Remember back to Michelangelo's
fresco of The Creation of Adam, where God stretches his arm down from Heaven to
touch Adam's hand; and there is a space between their two index fingers. They do not make contact, but our mind's eye
fills in the gap; it connects the dots, so to speak, even though they are left
open. People describe the work as
"Adam touching God," when in fact the opposite is true. They are not
touching, and given the historical context of Renaissance Humanism we can see
that the work's entire point is to show that this disconnectedness is Adam's fault.
But what is it about our perception that we find in images things that
aren't really there? This comes back to
haunt us here and now with Kandinsky's artwork.
Do you see anything in these
paintings? Isn't this just a completely
random combination of colors and shapes on a canvas which contains no implicit
meaning or message? If it is truly
random, then what are the implications for art?
Is art something random? Up to
this point, we have looked at a whole history of Western art and have no doubt
found a fair amount of inherent significance in the study. I have humbly sought to explicate several
important works of art and communicate something of their meaning and
importance within the field of art history.
But supposing we come now to a painting that has no latent meaning, an
invention which can't be explained through artistic terms or any terms?
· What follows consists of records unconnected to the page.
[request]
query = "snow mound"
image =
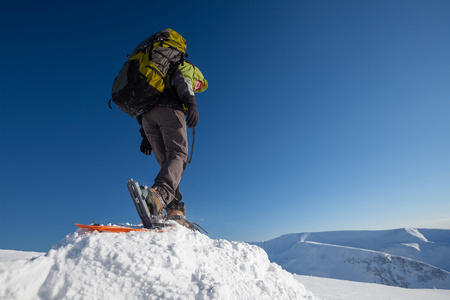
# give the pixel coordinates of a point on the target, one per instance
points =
(178, 264)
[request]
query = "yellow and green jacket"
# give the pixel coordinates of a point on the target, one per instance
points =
(179, 92)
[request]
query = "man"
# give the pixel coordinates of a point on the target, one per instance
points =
(163, 129)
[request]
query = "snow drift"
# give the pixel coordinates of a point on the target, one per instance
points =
(179, 264)
(399, 257)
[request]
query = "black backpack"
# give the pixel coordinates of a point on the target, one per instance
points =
(142, 77)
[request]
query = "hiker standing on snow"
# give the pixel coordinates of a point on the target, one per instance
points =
(163, 129)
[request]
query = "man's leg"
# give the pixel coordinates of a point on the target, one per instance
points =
(166, 131)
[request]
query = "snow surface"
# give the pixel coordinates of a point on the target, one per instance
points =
(400, 257)
(178, 264)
In the context of art's historical sequence,
paintings like these of Kandinsky come as total backlashes against not just the
previous generation but against the structure of art on a whole. Like the Dada movement in the early 1920s,
this style of painting is attempting to deconstruct art theory. It gives us an opportunity to look closer
inside the medium and inspect the elements we've seen up to this point for
establishing a definition, or at least a clear understanding, of art.
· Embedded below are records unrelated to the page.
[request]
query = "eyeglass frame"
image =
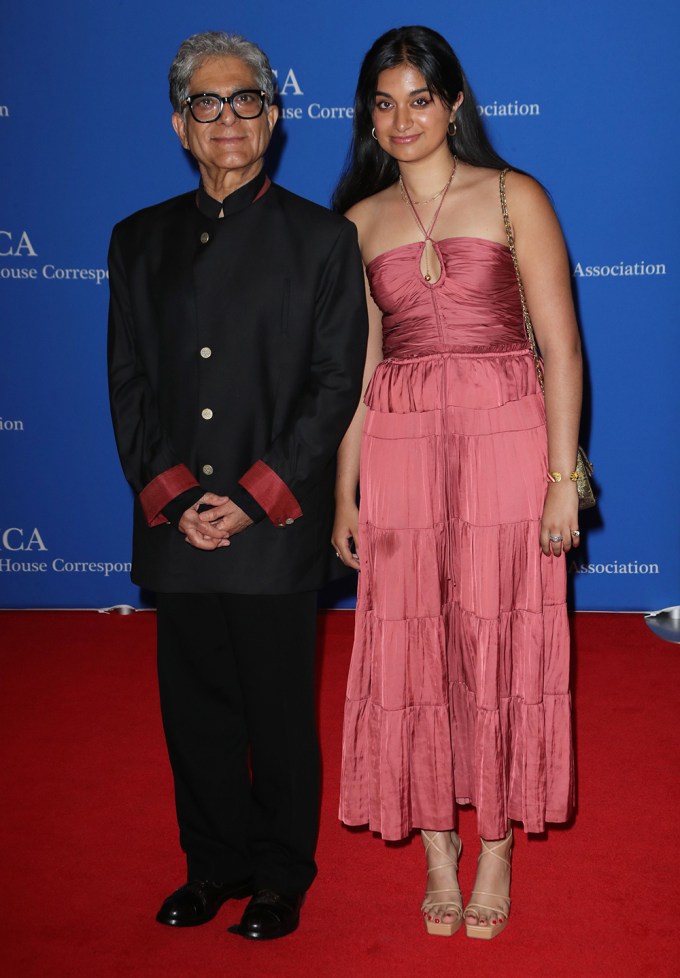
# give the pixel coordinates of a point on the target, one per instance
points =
(226, 100)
The surprising thing about music
which we learn when we study music theory is that it is very mathematical. Jazz, however consistent with other musical
forms, is arguably the least mathematical of genres because it deconstructs the
structured order of compositions. (Don't
get me wrong: jazz—at least the jazz developing around this time, the post-WWI
Modern period—retains much dependence on formula; but it, probably more than
any other style of music, pulls away from that). So, is art mathematical? What is structured in art that needs to be
disassembled? I'm not just talking about
craft or the making of art. Does the
body of Western artwork which we have studied up to now contain some
overarching formula for construction, like the Ancient Egyptian grid system
that dominated hieroglyphic art styles during the Middle Kingdom? Do we see mathematics in Géricault's Raft of
the Medusa or geometry in Murillo's Return of the Prodigal Son? A 2010 article from The Guardian, quoting chairman of the Italian national committee
for cultural heritage Silvano Vinceti, expressed the views held by some experts
that the Mona Lisa, Leonardo da Vinci's famous masterpiece, contains hidden
symbols of numbers and letters within the scene and even in the figure's own
facial features. What do such findings
indicate—that art is truly mathematical in formula, or that it is merely our
own minds looking for patterns and structures within a flat surface of
randomized shapes and colors?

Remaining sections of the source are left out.